Calculating Rearview Mirror + Amusement Park Mirror Images

[chase222]

I have 2 questions:
What type and height of image would a rearview mirror produce of a car that was 1.3 m high and 15.0 m behind you, assuming the mirror's radius of curvature is 3.2 m?

I don't know what equation to use to solve the problem. I think it might be:
(1/object distance) + (1/image distance) = 1/f

However, w/ this equation I don't know where to plug in the height (1.3 m). Please help!

The other question is:
A mirror at an amusement park shows an upright image of any person who stands 1.3 m in front of it. If the image is three times the person's height, what is the radius of curvature?

However, I don't understand how to solve it if we don't know how big the image is. I also know that f=r/2, which I might need later on in the problem.

Thanks!

 

[Chi Meson]

You noticed that f = r/2. You need this for the first question along with the knowledge that the sideview mirror on a car is a diverging mirror. THis means that the focal length must have a negative sign. You have the correct equation, just remember to use a negative focal length.

There is also the magnification equation which says (h_image / h_object) = (d-image / d_object). You might find this useful for both questions.

And only a diverging mirror (positive focal length) can create an upright AND larger image.

 

[thepatientmental]

For the first question, you are correct in using the equation (1/object distance) + (1/image distance) = 1/f. The height of the object (car) is not needed in this equation. Instead, you will need to know the distance of the object from the mirror (15.0 m) and the radius of curvature (3.2 m).

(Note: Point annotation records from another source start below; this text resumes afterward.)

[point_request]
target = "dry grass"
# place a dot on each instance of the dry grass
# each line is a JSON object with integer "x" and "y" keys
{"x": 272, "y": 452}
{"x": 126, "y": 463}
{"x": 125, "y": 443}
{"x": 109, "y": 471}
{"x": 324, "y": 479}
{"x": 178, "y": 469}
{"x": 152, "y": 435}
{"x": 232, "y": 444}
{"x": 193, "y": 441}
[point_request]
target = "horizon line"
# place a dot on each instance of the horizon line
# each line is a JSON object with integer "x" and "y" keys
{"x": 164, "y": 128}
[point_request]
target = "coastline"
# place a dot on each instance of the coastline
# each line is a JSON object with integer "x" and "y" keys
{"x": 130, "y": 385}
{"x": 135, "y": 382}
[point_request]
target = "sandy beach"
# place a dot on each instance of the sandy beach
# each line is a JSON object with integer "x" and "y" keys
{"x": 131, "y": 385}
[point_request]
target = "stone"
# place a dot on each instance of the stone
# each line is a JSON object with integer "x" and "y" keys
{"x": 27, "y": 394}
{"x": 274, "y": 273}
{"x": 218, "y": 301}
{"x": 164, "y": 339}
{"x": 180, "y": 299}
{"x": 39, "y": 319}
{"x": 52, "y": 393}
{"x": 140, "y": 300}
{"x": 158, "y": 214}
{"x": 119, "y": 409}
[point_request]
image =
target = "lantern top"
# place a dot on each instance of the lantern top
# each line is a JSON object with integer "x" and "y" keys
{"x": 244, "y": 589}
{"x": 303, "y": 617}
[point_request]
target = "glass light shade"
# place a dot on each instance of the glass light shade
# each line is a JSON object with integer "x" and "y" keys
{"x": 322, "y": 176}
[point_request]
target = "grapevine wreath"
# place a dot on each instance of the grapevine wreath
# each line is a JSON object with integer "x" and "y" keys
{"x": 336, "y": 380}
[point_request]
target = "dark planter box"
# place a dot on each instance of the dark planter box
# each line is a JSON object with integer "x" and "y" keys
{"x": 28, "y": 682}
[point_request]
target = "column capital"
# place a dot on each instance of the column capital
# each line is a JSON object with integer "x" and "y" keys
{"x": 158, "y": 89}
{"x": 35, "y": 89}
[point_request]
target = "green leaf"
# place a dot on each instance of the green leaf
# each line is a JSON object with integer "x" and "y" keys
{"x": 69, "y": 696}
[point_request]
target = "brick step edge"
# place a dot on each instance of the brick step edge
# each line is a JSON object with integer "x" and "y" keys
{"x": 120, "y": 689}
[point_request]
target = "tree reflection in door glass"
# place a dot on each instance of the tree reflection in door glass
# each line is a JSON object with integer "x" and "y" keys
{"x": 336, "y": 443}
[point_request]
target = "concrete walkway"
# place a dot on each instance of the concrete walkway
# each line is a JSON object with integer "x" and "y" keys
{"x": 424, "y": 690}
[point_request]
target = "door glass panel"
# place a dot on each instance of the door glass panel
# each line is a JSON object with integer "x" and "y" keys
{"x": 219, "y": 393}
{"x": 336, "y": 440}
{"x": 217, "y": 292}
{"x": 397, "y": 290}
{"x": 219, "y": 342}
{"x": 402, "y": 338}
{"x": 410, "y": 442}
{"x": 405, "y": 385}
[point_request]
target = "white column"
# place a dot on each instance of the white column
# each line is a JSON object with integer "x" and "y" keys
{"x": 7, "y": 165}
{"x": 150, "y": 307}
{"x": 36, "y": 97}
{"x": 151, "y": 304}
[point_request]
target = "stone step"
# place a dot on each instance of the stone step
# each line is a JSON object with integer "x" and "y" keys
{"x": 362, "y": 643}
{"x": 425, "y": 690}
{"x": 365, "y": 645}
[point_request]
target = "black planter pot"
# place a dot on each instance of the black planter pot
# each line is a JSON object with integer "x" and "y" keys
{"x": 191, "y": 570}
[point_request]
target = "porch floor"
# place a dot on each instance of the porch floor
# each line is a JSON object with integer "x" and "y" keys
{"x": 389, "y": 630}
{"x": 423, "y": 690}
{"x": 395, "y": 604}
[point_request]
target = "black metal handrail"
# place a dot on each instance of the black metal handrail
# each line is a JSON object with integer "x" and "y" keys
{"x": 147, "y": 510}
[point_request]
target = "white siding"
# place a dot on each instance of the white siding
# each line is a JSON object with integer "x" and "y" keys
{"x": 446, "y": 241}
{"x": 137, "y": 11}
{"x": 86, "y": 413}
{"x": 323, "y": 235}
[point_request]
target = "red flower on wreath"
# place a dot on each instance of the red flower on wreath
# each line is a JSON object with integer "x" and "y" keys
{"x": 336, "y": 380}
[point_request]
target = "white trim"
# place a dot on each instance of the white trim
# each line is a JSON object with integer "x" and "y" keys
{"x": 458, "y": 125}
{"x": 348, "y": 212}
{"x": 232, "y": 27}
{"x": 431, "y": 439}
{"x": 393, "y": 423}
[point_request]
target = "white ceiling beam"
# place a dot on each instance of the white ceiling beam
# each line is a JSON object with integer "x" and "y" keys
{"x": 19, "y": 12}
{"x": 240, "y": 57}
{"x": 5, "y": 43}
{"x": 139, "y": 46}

You can then solve for the image distance, which will give you the height of the image produced by the rearview mirror.

For the second question, you are correct in using the equation f=r/2. You will also need to use the equation (1/object distance) + (1/image distance) = 1/f. The height of the image is given as three times the person's height, so you can plug in 3.9 m (1.3 m x 3) for the image distance. You can then solve for the object distance, which will give you the distance of the person from the mirror. Once you have both the object distance and the image distance, you can use the equation f=r/2 to solve for the radius of curvature. Hope this helps!